Why the Taliban Shot the Schoolgirl
Why the Taliban Shot the Schoolgirl
UNHAPPY IS THE nation that needs a hero, Brecht’s Galileo lamented. But even unhappier is the nation that needs a hero in a child. The attempted assassination by the Taliban of a fourteen-year-old schoolgirl in Pakistan is the most sickening measure of the low and broken condition of that country, all the cries of revulsion notwithstanding. In The Friday Times of Lahore, my old friend Najam Sethi, who founded the independent newsweekly in 1989, and is one of the most fearless journalists in this fearful world, wrote wrathfully that “leaders’ vague expressions such as ‘inhuman,’ ‘barbaric’ or ‘animal’ for the attackers, always followed by the remark that such people ‘cannot be Muslims,’ may allow Pakistan’s spineless power elites to temporarily save their own skins.

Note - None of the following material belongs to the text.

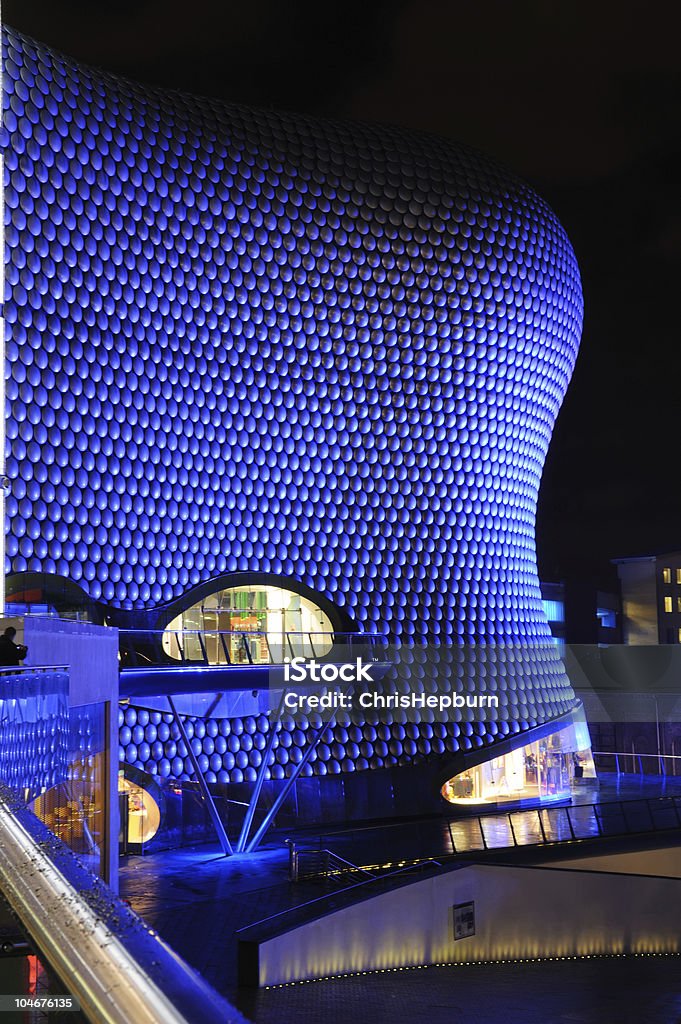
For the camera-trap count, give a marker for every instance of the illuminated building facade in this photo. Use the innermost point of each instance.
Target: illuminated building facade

But it only adds to the general confusion of ordinary Pakistanis, who are already conditioned by their textbooks, Friday khutbas [sermons], TV anchors and the state’s deliberately opaque policies towards extremists, to try to deduce from such dark innuendo which ‘foreign hand’ has dealt their country the latest blow. … The ‘case’ of Malala Yusufzai, as it will now be called, exposes several failures of the Pakistani state: the failure to protect its most vulnerable citizens; the failure to overhaul the repressive colonial systems of ‘governance’ that have bred nothing but banditry and warlordism in much of Pakistan’s north and west; and the state’s failure even to acknowledge, let alone fight, the menace of religious fanaticism, which is claiming its best and brightest one by one.”